On Tue, 30 Nov 2010 18:34:56 -0500, Jonathan M Davis <[email protected]> wrote:

On Tuesday, November 30, 2010 10:52:20 Steven Schveighoffer wrote:
On Tue, 30 Nov 2010 13:34:50 -0500, Jonathan M Davis <[email protected]>

wrote:
> 1. At least until universal function syntax is in the language, you use
> the
> ability to do str.func().

Yes, but first, this is not a problem with the string type, it's a problem with the language. Second, any string-specific functions can be added, it
is a struct after all, not a builtin.

I really don't think that we want to have to be adding string functions to a string struct. Having them external is far better, particularly when there are so many of them which aren't directly related to strings but use them heavily. Even if all of std.string got tacked onto a struct string type, that would leave out the rest of Phobos and any user code. I really think that universal function
syntax is a necessity for a struct solution to be acceptable.

Why? It's a choice between adding them to the struct, and doing func(str) instead. You already have to do func(R) for arbitrary ranges, I don't see why strings should be specialized. For things that should be considered 'built-in' for strings, they can be included as members of the struct.

In other words, I think it's worth fixing strings now, even if it means we cannot call str.func() until the universal syntax is introduced.

I had considered a solution similar to this one a few months back, and the lack of universal function syntax is one of the reasons why I decided that it wasn't really an improvement. Honestly, without uniform function call syntax, I would consider a struct solution to be DOA. The loss in useability would just be too
great.

But you can still call the function, it's just func(str). There is no loss of functionality. Usability isn't even really lost.

> 2. Functions that would work just fine treating strings as arrays of
> code units
> (presumably because they don't care about what the actual data is) lose
> efficiency, because now a string isn't an array.

Which functions are those?  They can be allowed via wrappers.

It is my understanding that there are various functions in std.algorithm which are able to treat strings as arrays and therefore process them more efficiently. I haven't looked into which ones are in that camp. I would think that find() might
be, but I'd have to look.

Since std.algorithm works exclusively with ranges, those must be special cases for strings because strings are bi-directional ranges of dchar according to phobos. So those can continue to be special cases for the new string types.

> 4. Indexing is no longer O(1), which violates the guarantees of the index
> operator.

Indexing is still O(1).

> 5. Slicing (other than a full slice) is no longer O(1), which violates
> the
> guarantees of the slicing operator.

Slicing is still O(1).

You're right. I misread what _charStart() did. However, if I understand it correctly now, you give it a code unit index and yet get a code point back. That worries me. It means that there is no relation between the length of the string and the indices that you'd use to index it. It _is_ related to the number of code units, which you can get with codeUnits(), but that disjoint seems like it could cause problems. It might be the correct solution, but I think that it merits some examination. Returning a code unit would be wrong since that totally breaks with the rest of the API dealing in dchar/code units, and it would be wrong to index by code point, since then indexing and slicing are no longer O(1). So, it's probably a choice between indexing by one thing and returning another or not having indexing and slicing, which would definitely not be good. So, maybe your solution is the best one in this respect, but it worries me. The
exact ramifications of that need to be looked into.

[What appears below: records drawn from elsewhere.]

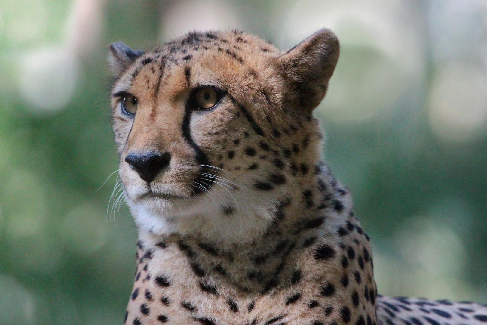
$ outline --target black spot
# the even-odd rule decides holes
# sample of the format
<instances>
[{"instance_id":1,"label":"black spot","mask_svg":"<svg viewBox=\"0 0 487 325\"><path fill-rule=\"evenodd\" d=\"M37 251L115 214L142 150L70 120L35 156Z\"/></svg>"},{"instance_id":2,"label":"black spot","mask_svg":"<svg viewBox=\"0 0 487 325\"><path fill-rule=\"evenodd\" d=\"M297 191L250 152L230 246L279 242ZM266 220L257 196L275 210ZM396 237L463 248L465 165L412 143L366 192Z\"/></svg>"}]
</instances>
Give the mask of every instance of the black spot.
<instances>
[{"instance_id":1,"label":"black spot","mask_svg":"<svg viewBox=\"0 0 487 325\"><path fill-rule=\"evenodd\" d=\"M157 243L157 244L155 244L155 246L158 247L160 247L162 249L165 249L168 247L166 244L166 242L159 242L159 243Z\"/></svg>"},{"instance_id":2,"label":"black spot","mask_svg":"<svg viewBox=\"0 0 487 325\"><path fill-rule=\"evenodd\" d=\"M157 316L157 320L161 323L166 323L168 321L168 317L164 315L160 315Z\"/></svg>"},{"instance_id":3,"label":"black spot","mask_svg":"<svg viewBox=\"0 0 487 325\"><path fill-rule=\"evenodd\" d=\"M335 255L335 250L331 246L323 245L318 247L315 253L315 258L317 260L329 260Z\"/></svg>"},{"instance_id":4,"label":"black spot","mask_svg":"<svg viewBox=\"0 0 487 325\"><path fill-rule=\"evenodd\" d=\"M317 302L316 300L312 300L311 301L306 304L306 305L308 305L308 306L310 308L314 308L315 307L318 306L319 305L319 304L318 304L318 302Z\"/></svg>"},{"instance_id":5,"label":"black spot","mask_svg":"<svg viewBox=\"0 0 487 325\"><path fill-rule=\"evenodd\" d=\"M215 270L219 273L222 275L226 275L226 271L219 264L215 267Z\"/></svg>"},{"instance_id":6,"label":"black spot","mask_svg":"<svg viewBox=\"0 0 487 325\"><path fill-rule=\"evenodd\" d=\"M302 195L306 208L309 209L313 207L314 204L313 202L313 192L308 190L303 191Z\"/></svg>"},{"instance_id":7,"label":"black spot","mask_svg":"<svg viewBox=\"0 0 487 325\"><path fill-rule=\"evenodd\" d=\"M273 324L274 323L276 323L278 321L280 321L283 318L284 318L284 316L283 316L283 315L276 316L275 317L273 317L272 318L271 318L270 320L269 320L267 321L267 322L265 323L265 325L270 325L270 324Z\"/></svg>"},{"instance_id":8,"label":"black spot","mask_svg":"<svg viewBox=\"0 0 487 325\"><path fill-rule=\"evenodd\" d=\"M250 148L250 147L246 148L244 151L245 153L250 156L251 157L253 157L255 155L256 153L257 153L257 152L255 151L255 149L254 149L253 148Z\"/></svg>"},{"instance_id":9,"label":"black spot","mask_svg":"<svg viewBox=\"0 0 487 325\"><path fill-rule=\"evenodd\" d=\"M340 283L344 287L347 287L347 286L348 286L348 276L346 274L343 274L343 276L341 277L341 279L340 279Z\"/></svg>"},{"instance_id":10,"label":"black spot","mask_svg":"<svg viewBox=\"0 0 487 325\"><path fill-rule=\"evenodd\" d=\"M226 303L228 304L228 306L230 307L230 310L233 312L237 312L239 311L239 306L237 305L237 303L233 301L231 299L228 299L226 301Z\"/></svg>"},{"instance_id":11,"label":"black spot","mask_svg":"<svg viewBox=\"0 0 487 325\"><path fill-rule=\"evenodd\" d=\"M348 231L347 231L346 229L343 228L343 227L339 227L338 230L337 231L338 232L338 234L340 236L345 236L348 234Z\"/></svg>"},{"instance_id":12,"label":"black spot","mask_svg":"<svg viewBox=\"0 0 487 325\"><path fill-rule=\"evenodd\" d=\"M345 323L348 323L350 321L350 309L346 306L343 307L340 310L340 316Z\"/></svg>"},{"instance_id":13,"label":"black spot","mask_svg":"<svg viewBox=\"0 0 487 325\"><path fill-rule=\"evenodd\" d=\"M355 258L355 251L354 250L354 249L352 248L352 246L348 247L348 249L347 250L347 254L348 255L348 258L351 260Z\"/></svg>"},{"instance_id":14,"label":"black spot","mask_svg":"<svg viewBox=\"0 0 487 325\"><path fill-rule=\"evenodd\" d=\"M362 256L358 256L358 258L357 259L358 261L358 266L360 267L362 269L364 269L364 266L365 266L364 264L364 259Z\"/></svg>"},{"instance_id":15,"label":"black spot","mask_svg":"<svg viewBox=\"0 0 487 325\"><path fill-rule=\"evenodd\" d=\"M141 64L142 65L146 65L146 64L149 64L151 62L152 62L152 58L150 57L146 57L141 61Z\"/></svg>"},{"instance_id":16,"label":"black spot","mask_svg":"<svg viewBox=\"0 0 487 325\"><path fill-rule=\"evenodd\" d=\"M289 305L289 304L294 304L294 303L298 301L298 300L301 298L301 293L297 292L295 293L291 297L289 297L286 300L286 305Z\"/></svg>"},{"instance_id":17,"label":"black spot","mask_svg":"<svg viewBox=\"0 0 487 325\"><path fill-rule=\"evenodd\" d=\"M333 209L338 212L343 210L343 204L338 200L335 200L332 202L332 205L333 206Z\"/></svg>"},{"instance_id":18,"label":"black spot","mask_svg":"<svg viewBox=\"0 0 487 325\"><path fill-rule=\"evenodd\" d=\"M370 295L370 302L372 303L372 305L374 305L375 303L375 294L374 292L374 290L371 289L369 290L369 293Z\"/></svg>"},{"instance_id":19,"label":"black spot","mask_svg":"<svg viewBox=\"0 0 487 325\"><path fill-rule=\"evenodd\" d=\"M202 318L197 318L196 320L203 325L215 325L215 322L211 318L203 317Z\"/></svg>"},{"instance_id":20,"label":"black spot","mask_svg":"<svg viewBox=\"0 0 487 325\"><path fill-rule=\"evenodd\" d=\"M201 265L193 261L190 262L189 264L193 269L193 271L194 272L196 275L200 277L205 276L205 270L203 269Z\"/></svg>"},{"instance_id":21,"label":"black spot","mask_svg":"<svg viewBox=\"0 0 487 325\"><path fill-rule=\"evenodd\" d=\"M487 322L487 315L474 315L473 318L481 322Z\"/></svg>"},{"instance_id":22,"label":"black spot","mask_svg":"<svg viewBox=\"0 0 487 325\"><path fill-rule=\"evenodd\" d=\"M269 151L270 150L270 148L269 147L269 145L267 144L267 142L264 141L261 141L259 143L259 146L261 148L265 150L265 151Z\"/></svg>"},{"instance_id":23,"label":"black spot","mask_svg":"<svg viewBox=\"0 0 487 325\"><path fill-rule=\"evenodd\" d=\"M300 169L298 167L298 165L296 164L292 163L289 165L289 168L292 171L291 173L293 175L296 175L296 173L300 170Z\"/></svg>"},{"instance_id":24,"label":"black spot","mask_svg":"<svg viewBox=\"0 0 487 325\"><path fill-rule=\"evenodd\" d=\"M272 173L270 175L270 180L275 184L281 185L285 184L286 178L282 174Z\"/></svg>"},{"instance_id":25,"label":"black spot","mask_svg":"<svg viewBox=\"0 0 487 325\"><path fill-rule=\"evenodd\" d=\"M147 299L148 300L152 300L152 294L150 293L150 291L149 290L147 290L147 289L146 289L146 292L144 294L144 295L145 296L146 299Z\"/></svg>"},{"instance_id":26,"label":"black spot","mask_svg":"<svg viewBox=\"0 0 487 325\"><path fill-rule=\"evenodd\" d=\"M145 304L142 304L140 305L140 312L144 315L149 315L150 311L150 310L149 309L149 307Z\"/></svg>"},{"instance_id":27,"label":"black spot","mask_svg":"<svg viewBox=\"0 0 487 325\"><path fill-rule=\"evenodd\" d=\"M186 69L185 69L185 70L184 70L184 74L185 74L185 76L186 76L186 82L187 83L188 85L189 86L189 85L191 84L191 82L189 80L189 78L190 78L190 77L191 76L191 73L190 72L189 67L187 67L186 68Z\"/></svg>"},{"instance_id":28,"label":"black spot","mask_svg":"<svg viewBox=\"0 0 487 325\"><path fill-rule=\"evenodd\" d=\"M252 164L252 165L251 165L250 166L249 166L248 167L248 169L249 171L251 171L251 170L252 170L253 169L257 169L257 168L258 167L259 167L259 165L257 165L257 164Z\"/></svg>"},{"instance_id":29,"label":"black spot","mask_svg":"<svg viewBox=\"0 0 487 325\"><path fill-rule=\"evenodd\" d=\"M171 284L167 278L162 275L156 277L155 279L154 279L154 282L159 287L169 287Z\"/></svg>"},{"instance_id":30,"label":"black spot","mask_svg":"<svg viewBox=\"0 0 487 325\"><path fill-rule=\"evenodd\" d=\"M360 281L362 281L360 273L358 271L356 271L354 272L354 276L355 277L355 281L357 282L357 283L360 283Z\"/></svg>"},{"instance_id":31,"label":"black spot","mask_svg":"<svg viewBox=\"0 0 487 325\"><path fill-rule=\"evenodd\" d=\"M256 183L254 184L254 187L261 191L271 191L271 190L274 190L274 186L268 183L264 183L263 182Z\"/></svg>"},{"instance_id":32,"label":"black spot","mask_svg":"<svg viewBox=\"0 0 487 325\"><path fill-rule=\"evenodd\" d=\"M233 214L233 208L231 207L223 207L222 210L223 210L223 214L225 215L230 215Z\"/></svg>"},{"instance_id":33,"label":"black spot","mask_svg":"<svg viewBox=\"0 0 487 325\"><path fill-rule=\"evenodd\" d=\"M303 175L306 175L308 173L308 166L305 164L301 164L301 172L303 173Z\"/></svg>"},{"instance_id":34,"label":"black spot","mask_svg":"<svg viewBox=\"0 0 487 325\"><path fill-rule=\"evenodd\" d=\"M274 164L274 165L279 169L282 169L284 168L284 163L282 162L282 161L281 159L275 159L272 162Z\"/></svg>"},{"instance_id":35,"label":"black spot","mask_svg":"<svg viewBox=\"0 0 487 325\"><path fill-rule=\"evenodd\" d=\"M354 291L353 293L352 294L352 302L356 307L358 306L360 302L358 299L358 293L356 291Z\"/></svg>"},{"instance_id":36,"label":"black spot","mask_svg":"<svg viewBox=\"0 0 487 325\"><path fill-rule=\"evenodd\" d=\"M310 238L306 238L304 240L304 241L303 242L302 246L304 248L309 247L313 245L313 243L314 243L316 240L316 237L312 237Z\"/></svg>"},{"instance_id":37,"label":"black spot","mask_svg":"<svg viewBox=\"0 0 487 325\"><path fill-rule=\"evenodd\" d=\"M183 243L182 241L178 242L178 245L179 246L179 249L183 251L186 253L186 255L188 257L191 258L194 256L194 253L191 250L189 247L187 245Z\"/></svg>"},{"instance_id":38,"label":"black spot","mask_svg":"<svg viewBox=\"0 0 487 325\"><path fill-rule=\"evenodd\" d=\"M436 315L439 315L442 317L445 317L445 318L451 318L451 315L447 313L446 311L444 311L441 309L437 309L434 308L432 308L431 311L434 312Z\"/></svg>"},{"instance_id":39,"label":"black spot","mask_svg":"<svg viewBox=\"0 0 487 325\"><path fill-rule=\"evenodd\" d=\"M218 295L218 291L216 290L216 287L214 286L209 285L206 283L203 283L203 282L200 282L200 287L204 291L206 291L208 293L211 293L211 294L215 295L215 296Z\"/></svg>"},{"instance_id":40,"label":"black spot","mask_svg":"<svg viewBox=\"0 0 487 325\"><path fill-rule=\"evenodd\" d=\"M196 310L196 308L195 308L194 306L191 305L190 303L188 303L186 301L182 301L181 306L183 306L183 307L190 311L194 311Z\"/></svg>"},{"instance_id":41,"label":"black spot","mask_svg":"<svg viewBox=\"0 0 487 325\"><path fill-rule=\"evenodd\" d=\"M415 317L411 317L410 319L415 325L423 325L423 322Z\"/></svg>"},{"instance_id":42,"label":"black spot","mask_svg":"<svg viewBox=\"0 0 487 325\"><path fill-rule=\"evenodd\" d=\"M441 325L439 323L436 322L434 319L430 318L430 317L427 317L425 316L423 316L423 318L426 320L428 323L429 323L431 325Z\"/></svg>"},{"instance_id":43,"label":"black spot","mask_svg":"<svg viewBox=\"0 0 487 325\"><path fill-rule=\"evenodd\" d=\"M365 325L365 319L361 315L358 317L358 319L355 322L355 325Z\"/></svg>"},{"instance_id":44,"label":"black spot","mask_svg":"<svg viewBox=\"0 0 487 325\"><path fill-rule=\"evenodd\" d=\"M335 294L336 291L333 285L328 283L324 287L321 287L321 291L319 294L324 297L330 297Z\"/></svg>"},{"instance_id":45,"label":"black spot","mask_svg":"<svg viewBox=\"0 0 487 325\"><path fill-rule=\"evenodd\" d=\"M237 103L237 101L235 100L235 98L234 98L233 97L230 97L230 99L234 103L234 104L237 105L239 108L240 109L240 111L244 114L244 116L245 117L245 118L247 119L247 121L250 124L250 126L252 127L254 131L259 135L261 136L263 136L264 135L264 132L262 131L262 129L261 129L261 127L259 126L259 125L257 124L257 123L256 123L255 120L254 119L254 118L252 117L252 115L250 115L250 114L249 114L248 112L247 111L247 110L245 109L245 108L244 106ZM248 137L248 134L246 132L244 134L247 134L245 135L245 137L246 138Z\"/></svg>"}]
</instances>

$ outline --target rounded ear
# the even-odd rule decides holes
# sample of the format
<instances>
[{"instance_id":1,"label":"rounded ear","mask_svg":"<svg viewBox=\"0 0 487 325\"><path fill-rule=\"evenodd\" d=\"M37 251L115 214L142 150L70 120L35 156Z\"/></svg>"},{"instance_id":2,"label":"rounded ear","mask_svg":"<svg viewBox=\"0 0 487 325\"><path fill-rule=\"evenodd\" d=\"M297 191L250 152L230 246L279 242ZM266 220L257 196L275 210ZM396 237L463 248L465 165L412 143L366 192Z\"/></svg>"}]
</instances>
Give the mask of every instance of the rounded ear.
<instances>
[{"instance_id":1,"label":"rounded ear","mask_svg":"<svg viewBox=\"0 0 487 325\"><path fill-rule=\"evenodd\" d=\"M141 51L134 51L122 42L110 45L108 62L112 73L119 77L137 58L144 54Z\"/></svg>"},{"instance_id":2,"label":"rounded ear","mask_svg":"<svg viewBox=\"0 0 487 325\"><path fill-rule=\"evenodd\" d=\"M290 97L303 113L311 114L325 96L339 54L338 38L323 29L279 57Z\"/></svg>"}]
</instances>

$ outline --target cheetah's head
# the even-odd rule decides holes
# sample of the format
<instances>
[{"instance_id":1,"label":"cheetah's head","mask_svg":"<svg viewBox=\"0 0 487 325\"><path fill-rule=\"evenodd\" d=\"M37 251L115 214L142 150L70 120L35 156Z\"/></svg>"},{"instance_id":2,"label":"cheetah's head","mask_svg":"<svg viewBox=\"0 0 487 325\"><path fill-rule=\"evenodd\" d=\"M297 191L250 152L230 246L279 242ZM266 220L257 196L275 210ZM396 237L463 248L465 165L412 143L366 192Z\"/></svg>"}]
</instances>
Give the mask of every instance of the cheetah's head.
<instances>
[{"instance_id":1,"label":"cheetah's head","mask_svg":"<svg viewBox=\"0 0 487 325\"><path fill-rule=\"evenodd\" d=\"M312 113L338 53L326 29L285 52L239 32L144 52L112 44L119 173L139 228L222 238L263 229L279 200L311 181L321 152Z\"/></svg>"}]
</instances>

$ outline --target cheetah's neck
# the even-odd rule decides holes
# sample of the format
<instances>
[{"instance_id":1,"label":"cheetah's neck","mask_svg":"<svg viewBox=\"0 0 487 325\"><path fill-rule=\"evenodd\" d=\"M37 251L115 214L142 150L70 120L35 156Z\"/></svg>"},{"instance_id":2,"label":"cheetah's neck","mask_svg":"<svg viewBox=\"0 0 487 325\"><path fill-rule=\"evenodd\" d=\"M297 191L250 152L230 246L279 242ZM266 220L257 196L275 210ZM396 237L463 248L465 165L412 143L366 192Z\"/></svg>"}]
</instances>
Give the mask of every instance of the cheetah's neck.
<instances>
[{"instance_id":1,"label":"cheetah's neck","mask_svg":"<svg viewBox=\"0 0 487 325\"><path fill-rule=\"evenodd\" d=\"M264 231L254 234L251 242L228 243L197 233L161 236L141 231L140 243L143 244L140 245L145 252L175 246L180 255L189 258L197 274L210 276L238 291L265 292L285 285L289 279L299 276L295 274L296 263L303 251L318 238L338 245L337 229L353 216L348 192L324 164L319 165L306 183L312 185L308 189L278 200L275 209L271 209L273 218L265 225ZM248 216L237 214L232 217L238 221ZM144 253L139 257L139 263L145 263L149 257L151 253Z\"/></svg>"}]
</instances>

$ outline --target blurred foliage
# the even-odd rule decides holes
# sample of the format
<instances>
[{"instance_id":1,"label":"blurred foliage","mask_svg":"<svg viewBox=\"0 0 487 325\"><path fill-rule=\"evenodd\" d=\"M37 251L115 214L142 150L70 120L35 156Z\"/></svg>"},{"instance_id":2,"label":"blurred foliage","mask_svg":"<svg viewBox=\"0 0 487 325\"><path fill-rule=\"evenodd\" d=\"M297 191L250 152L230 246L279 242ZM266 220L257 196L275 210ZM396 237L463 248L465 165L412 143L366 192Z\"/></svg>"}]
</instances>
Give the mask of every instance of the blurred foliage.
<instances>
[{"instance_id":1,"label":"blurred foliage","mask_svg":"<svg viewBox=\"0 0 487 325\"><path fill-rule=\"evenodd\" d=\"M444 27L435 17L450 9L435 1L397 2L403 11L387 1L348 2L398 22L399 31L391 39L412 35L415 47L406 43L388 52L356 19L334 25L343 15L339 1L321 1L313 12L306 6L315 5L313 1L219 3L233 11L230 25L281 48L321 26L336 27L343 41L341 58L329 99L316 113L327 134L327 161L351 190L356 214L372 238L379 291L487 302L485 121L468 136L457 132L446 137L431 122L431 108L437 106L431 104L429 92L436 87L437 71L465 57L437 55L443 53ZM484 15L475 1L467 2L470 11L464 8L460 17ZM185 8L194 3L0 3L0 324L121 324L133 281L137 232L125 207L107 210L116 173L96 191L118 168L107 45L122 40L140 48L160 42L165 37L161 26L169 21L165 13L176 15L182 8L184 18ZM101 13L98 29L90 10ZM322 14L322 18L316 16ZM286 27L313 19L318 25L309 31ZM465 40L468 48L478 48L478 55L487 57L485 36L467 27L469 35L477 35L475 41ZM84 33L91 28L93 33ZM373 36L382 35L382 29L370 30ZM92 38L79 37L85 34ZM456 46L453 50L464 45ZM404 54L401 48L414 53ZM36 52L45 49L45 57ZM39 65L26 63L33 57L51 60L49 66L74 82L74 90L62 88L67 81L54 89L42 78L36 81L51 70L26 72L26 66ZM63 70L63 64L72 63ZM30 85L37 93L25 89ZM65 95L65 101L43 105ZM445 130L454 129L448 125Z\"/></svg>"}]
</instances>

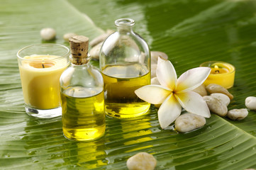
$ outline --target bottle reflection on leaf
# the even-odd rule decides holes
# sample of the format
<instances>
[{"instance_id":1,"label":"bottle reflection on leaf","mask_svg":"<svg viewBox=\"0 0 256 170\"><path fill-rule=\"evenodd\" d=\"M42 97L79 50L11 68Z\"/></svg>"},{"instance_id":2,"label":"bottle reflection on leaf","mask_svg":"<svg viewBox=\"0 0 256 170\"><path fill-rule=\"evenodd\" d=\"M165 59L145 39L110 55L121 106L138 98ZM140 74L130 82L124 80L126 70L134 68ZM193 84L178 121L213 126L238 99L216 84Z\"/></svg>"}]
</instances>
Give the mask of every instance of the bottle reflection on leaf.
<instances>
[{"instance_id":1,"label":"bottle reflection on leaf","mask_svg":"<svg viewBox=\"0 0 256 170\"><path fill-rule=\"evenodd\" d=\"M70 164L73 167L83 167L84 169L99 168L107 165L106 159L106 146L104 141L99 140L91 142L76 142L69 146Z\"/></svg>"},{"instance_id":2,"label":"bottle reflection on leaf","mask_svg":"<svg viewBox=\"0 0 256 170\"><path fill-rule=\"evenodd\" d=\"M108 123L111 125L108 127L109 135L106 137L108 164L126 162L136 152L155 153L152 149L154 146L151 144L155 138L152 129L158 130L152 123L155 120L157 121L157 118L150 118L150 115L126 121L111 120Z\"/></svg>"}]
</instances>

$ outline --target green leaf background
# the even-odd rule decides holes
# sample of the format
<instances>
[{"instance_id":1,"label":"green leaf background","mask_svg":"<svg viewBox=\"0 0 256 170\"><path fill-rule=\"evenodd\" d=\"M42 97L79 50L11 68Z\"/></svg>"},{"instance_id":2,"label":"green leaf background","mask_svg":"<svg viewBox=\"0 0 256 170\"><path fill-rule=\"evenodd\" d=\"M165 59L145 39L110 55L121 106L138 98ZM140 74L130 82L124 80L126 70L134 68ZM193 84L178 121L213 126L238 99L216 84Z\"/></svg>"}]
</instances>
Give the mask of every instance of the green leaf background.
<instances>
[{"instance_id":1,"label":"green leaf background","mask_svg":"<svg viewBox=\"0 0 256 170\"><path fill-rule=\"evenodd\" d=\"M68 46L62 35L91 40L113 29L120 18L135 20L135 32L151 50L169 56L177 74L221 60L236 69L228 108L256 96L256 1L254 0L0 0L0 169L126 169L139 152L157 159L155 169L256 168L256 113L241 121L212 115L206 125L182 134L160 128L157 110L135 120L108 118L106 132L90 142L63 137L61 118L38 120L25 113L17 51L42 41ZM97 65L96 61L91 61Z\"/></svg>"}]
</instances>

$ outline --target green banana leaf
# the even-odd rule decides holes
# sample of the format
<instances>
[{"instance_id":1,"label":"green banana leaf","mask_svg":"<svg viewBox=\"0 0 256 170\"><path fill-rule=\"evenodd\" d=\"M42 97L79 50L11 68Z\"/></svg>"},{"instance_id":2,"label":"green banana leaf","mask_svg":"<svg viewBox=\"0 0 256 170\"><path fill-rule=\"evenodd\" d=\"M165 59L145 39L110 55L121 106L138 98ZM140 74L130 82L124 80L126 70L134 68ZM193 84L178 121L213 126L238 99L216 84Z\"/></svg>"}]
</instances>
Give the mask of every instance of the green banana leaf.
<instances>
[{"instance_id":1,"label":"green banana leaf","mask_svg":"<svg viewBox=\"0 0 256 170\"><path fill-rule=\"evenodd\" d=\"M127 169L140 152L154 155L155 169L256 169L256 113L240 121L212 114L206 125L179 133L160 128L157 109L135 120L106 118L106 132L89 142L62 135L60 118L25 113L16 60L19 49L43 42L68 46L69 32L91 40L114 21L131 18L151 50L169 56L178 75L210 60L236 69L228 109L256 96L256 1L254 0L0 0L0 169ZM41 40L54 28L57 39ZM91 61L95 66L97 61Z\"/></svg>"}]
</instances>

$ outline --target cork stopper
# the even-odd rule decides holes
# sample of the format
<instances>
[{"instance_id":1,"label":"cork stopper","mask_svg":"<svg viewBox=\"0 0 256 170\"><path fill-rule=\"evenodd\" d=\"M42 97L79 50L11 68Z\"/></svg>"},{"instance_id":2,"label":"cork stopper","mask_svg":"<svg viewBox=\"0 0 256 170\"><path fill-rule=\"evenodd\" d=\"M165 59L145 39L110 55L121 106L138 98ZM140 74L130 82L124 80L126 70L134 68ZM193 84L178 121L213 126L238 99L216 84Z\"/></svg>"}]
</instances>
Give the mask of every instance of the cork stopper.
<instances>
[{"instance_id":1,"label":"cork stopper","mask_svg":"<svg viewBox=\"0 0 256 170\"><path fill-rule=\"evenodd\" d=\"M89 62L89 38L83 35L75 35L69 39L70 51L72 55L71 62L76 65L82 65Z\"/></svg>"}]
</instances>

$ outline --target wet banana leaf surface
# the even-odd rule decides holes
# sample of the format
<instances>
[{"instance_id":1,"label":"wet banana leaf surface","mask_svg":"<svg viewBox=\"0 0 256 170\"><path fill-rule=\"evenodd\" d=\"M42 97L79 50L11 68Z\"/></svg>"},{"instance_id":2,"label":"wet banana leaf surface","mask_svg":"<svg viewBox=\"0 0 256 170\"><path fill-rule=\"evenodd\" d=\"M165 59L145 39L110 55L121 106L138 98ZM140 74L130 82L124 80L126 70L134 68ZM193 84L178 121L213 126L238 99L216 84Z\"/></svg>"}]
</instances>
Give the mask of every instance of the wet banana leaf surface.
<instances>
[{"instance_id":1,"label":"wet banana leaf surface","mask_svg":"<svg viewBox=\"0 0 256 170\"><path fill-rule=\"evenodd\" d=\"M249 0L89 1L0 0L0 169L127 169L140 152L152 154L155 169L256 169L256 112L243 120L215 114L192 132L162 130L157 108L133 120L106 118L105 135L74 142L62 134L61 118L42 120L24 109L16 53L33 44L69 46L63 34L92 40L114 21L130 18L151 50L167 54L178 76L218 60L235 67L228 109L245 108L256 96L256 1ZM45 42L51 27L57 38ZM99 62L91 60L96 67Z\"/></svg>"}]
</instances>

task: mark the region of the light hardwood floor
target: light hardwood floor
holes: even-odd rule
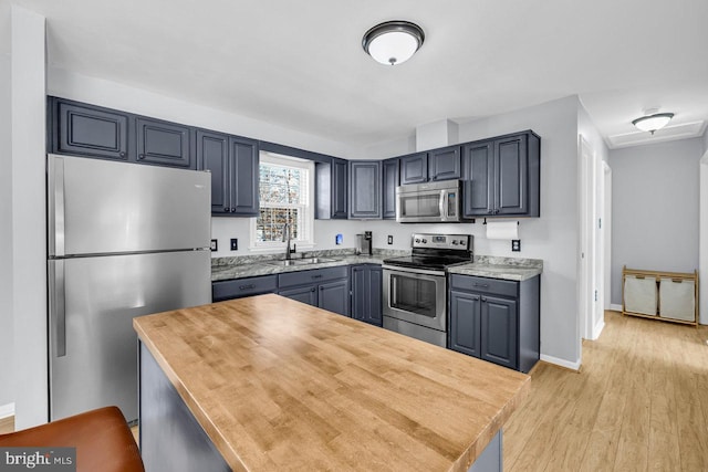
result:
[[[532,371],[504,428],[504,471],[707,471],[708,327],[615,312],[605,322],[583,342],[580,373]]]
[[[606,312],[580,373],[540,363],[504,470],[708,471],[708,327]]]
[[[0,420],[0,434],[14,431],[14,417]]]

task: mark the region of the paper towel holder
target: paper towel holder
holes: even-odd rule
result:
[[[485,217],[485,221],[482,222],[482,224],[487,224],[487,217]],[[517,221],[517,225],[519,225],[519,221]]]

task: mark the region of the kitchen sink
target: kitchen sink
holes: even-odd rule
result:
[[[336,262],[339,259],[329,258],[304,258],[304,259],[278,259],[274,261],[266,261],[270,265],[310,265],[321,264],[323,262]]]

How many times do you use a hard-coded index into a string without knowing the encoding of the string (i.e. I know this string is ascii)? How many times do you iterate the characters of a string via an incrementing index?

It's not common to use the indexing operation with values that are not known or computed to be valid starts to code-points. In fact, the language depends on that (otherwise you'd see sliced strings everywhere with invalid data).

So while it looks strange, it shouldn't be a common need.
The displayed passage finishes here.